Ragù alla Bolognese
The origin of the name is certainly French where for ragoût we mean the stewed preparations, made with vegetables and meat, deriving from the adjective ragoutant which means "appetizing, tantalizing or tempting", but also from ragôuter which can be translated as "awaken appetite. "
Numerous legends are told about its origin, one of which attributes the invention to a Bolognese chef who worked at the French court of Louis XIV. That invented by the chef was a version similar to that of the Neapolitan ragù, where the dog is not minced but cooked to pieces in tomato sauce. Subsequently, the cook began preparing a sauce with minced meat to make a compact and tasty sauce with which to season pasta.
Another legend wants instead that the Ragù was prepared for the first time in Italy and precisely in Bologna, around the sixteenth century in the kitchens of the rich courts of noble families because the meat, at the time, was a food that could only afford the wealthy.
Curiosity: during the fascist period, the regime tried to "Italianize" the term, seen as not purely Italian and therefore not suited to the fascist vocabulary, transforming it into a ragutto.
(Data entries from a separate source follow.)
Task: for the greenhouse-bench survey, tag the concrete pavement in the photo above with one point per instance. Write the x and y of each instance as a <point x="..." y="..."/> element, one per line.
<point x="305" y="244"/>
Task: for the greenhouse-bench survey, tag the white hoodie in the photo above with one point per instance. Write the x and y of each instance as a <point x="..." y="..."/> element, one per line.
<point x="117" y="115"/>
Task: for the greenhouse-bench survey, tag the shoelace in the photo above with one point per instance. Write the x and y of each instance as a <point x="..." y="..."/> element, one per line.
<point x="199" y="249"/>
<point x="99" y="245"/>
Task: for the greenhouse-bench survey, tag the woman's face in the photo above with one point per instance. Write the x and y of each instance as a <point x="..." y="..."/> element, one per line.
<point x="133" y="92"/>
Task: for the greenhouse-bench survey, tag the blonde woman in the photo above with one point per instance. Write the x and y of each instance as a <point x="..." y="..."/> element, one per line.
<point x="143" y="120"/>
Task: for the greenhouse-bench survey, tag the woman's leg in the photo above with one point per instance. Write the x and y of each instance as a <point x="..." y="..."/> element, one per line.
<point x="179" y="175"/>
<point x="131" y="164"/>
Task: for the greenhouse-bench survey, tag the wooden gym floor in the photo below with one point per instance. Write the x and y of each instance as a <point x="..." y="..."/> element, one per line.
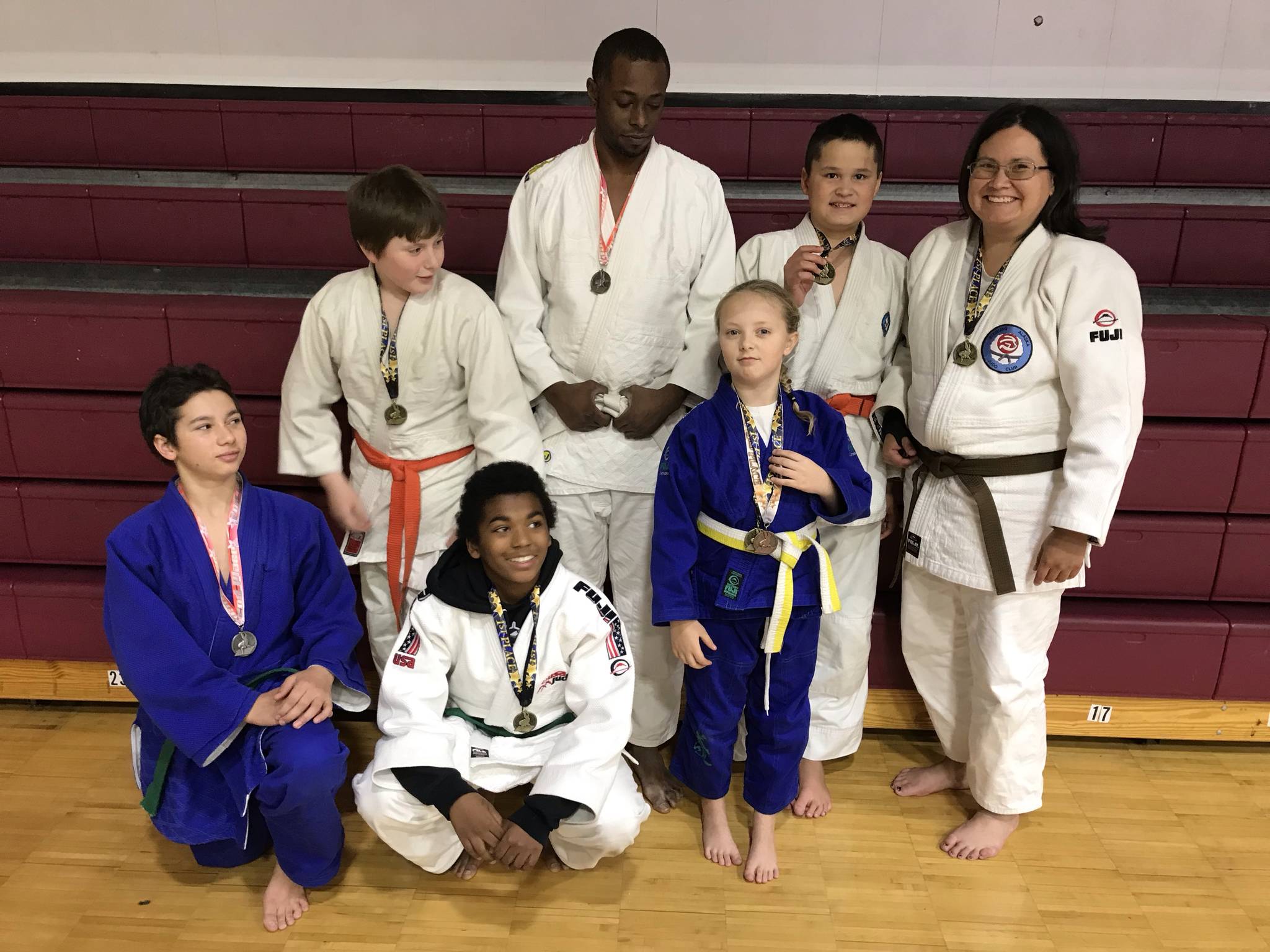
<point x="1140" y="847"/>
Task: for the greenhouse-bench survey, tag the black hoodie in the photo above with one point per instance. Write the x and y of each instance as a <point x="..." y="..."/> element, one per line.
<point x="460" y="582"/>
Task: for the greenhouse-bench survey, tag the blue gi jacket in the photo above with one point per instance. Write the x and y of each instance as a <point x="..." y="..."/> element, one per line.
<point x="704" y="470"/>
<point x="172" y="638"/>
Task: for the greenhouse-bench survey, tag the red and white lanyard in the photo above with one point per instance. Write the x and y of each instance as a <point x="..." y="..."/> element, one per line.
<point x="234" y="603"/>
Thanks to its ease of manufacture and its exceptional taste, Ragù in the classic or white version is one of the most famous and appreciated sauces in the world. We find numerous versions that reflect the tastes and foods typical of the various regions and countries where it is made.
✓ 250 g of pork loin minced
✓ 350 g of ground beef
✓ 150 g stretched bacon
✓ 400 g of tomato sauce
✓ 1 onion
✓ 1 celery stalk
✓ 1 carrot
✓ 1/2 glass of dry white wine
✓ 1 glass of whole milk
✓ extra virgin olive oil
✓ 1 knob of butter
✓ coarse salt
✓ black pepper
1 Finely chop the celery, carrot and onion. Heat the oil in a large-bottomed saucepan, add the vegetables, the diced bacon and the butter. Soften them slowly over low heat.
2 After about 2 minutes add the minced meat. Sauté over high heat, stirring constantly and shelling the meat with a wooden spoon or with the pan.
3 Add the white wine and let it evaporate. When the wine is completely absorbed, add the milk and cook over medium heat for a few minutes, stirring occasionally. Season with salt and black pepper.
4 Finally add the tomato puree, stir and bring to a boil. Cover the pan with a lid but without sealing (place a wooden spoon between the pan and the lid) and cook over low heat for at least 2 hours, stirring occasionally.
By using finer cuts of meat and decreasing the amount of tomato you can reduce cooking times; the result is a thicker meat sauce.
The secret of a good ragù is to cook it on a low heat ... in the Neapolitan culture it is said "pappuliare" that is to boil slowly so as to see the bubbles.
The preparation of the ragù is so versatile that it can be made in many variants, from the most refined in white to the more traditional ones with game.